I’m sure you’ve heard of the good cop-bad cop routine. You need to watch a few crime movies if you haven’t. This is an integral part of parenting that you’re going to fail at if you don’t know how to correctly use this routine with your children.

The most important thing about the good cop – bad cop routine is that it requires the involvement of both parents. You’re the cops; your kid is the criminal. Or, suspected criminal. That’s up to you to decide. In the movies, there are always two cops who grill a suspected criminal. They want valuable information out of him that will help them break a case. To do this, they’ve to be aggressive as well as smart. The bad cop is the one who shows the aggression, he threatens to hurt or harm the person being grilled. The good cop, on the other hand, plays it smart by trying to show the criminal that they’re on his side. He promises to let the criminal off easy if he cooperates with them. This is how, between the good and the bad, the criminal breaks down and reveals all.

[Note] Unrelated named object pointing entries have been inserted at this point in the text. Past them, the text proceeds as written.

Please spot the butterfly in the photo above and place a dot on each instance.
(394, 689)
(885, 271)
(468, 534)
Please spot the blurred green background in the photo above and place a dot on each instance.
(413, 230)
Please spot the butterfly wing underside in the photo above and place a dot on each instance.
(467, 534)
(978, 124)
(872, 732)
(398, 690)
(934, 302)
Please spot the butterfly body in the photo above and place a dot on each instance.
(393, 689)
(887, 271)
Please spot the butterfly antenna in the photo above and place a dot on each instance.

Your child has not committed any crime, probably, but he or she is most probably not listening to what is being said. There’s something that the kid should be doing, but is not doing. And this is where the good cop – bad cop routine can come to your help. We use this routine to great effect when your son doesn’t want to eat. Normally, my wife is the one who plays the bad cop. She’ll threaten to cut off his TV time, give away his favourite toys to some other kid, or not speak to him, if he doesn’t finish his meals. This is where I have to play to good cop and tell him how he was able to beat me at some game the other day because he had finished his meal. I have to tell him how good his rice tastes, even though I had pizza for dinner, to coax him into eating it.

From my experience as a parent and a fan of crime movies, I can say that the routine works a lot better for the cops in the movies. This is not because they’re grilling actual criminals while parents are grilling their children, it’s because the criminals are actually scared. Children, on the other hand, fear nothing. Least of all, their parents. They don’t know what they’re doing is right or wrong, they’re just doing it because that is what they want to do. The criminals will eventually break, but the children will break you.

Most often than not, our good cop – bad cop routines have ended in something like, “Ah, leave it, let him do what he wants to do. He’s not listening anyway.” But on the rare occasions when it does work, we are not shy of high-fiving each other till our son realises he’s been had.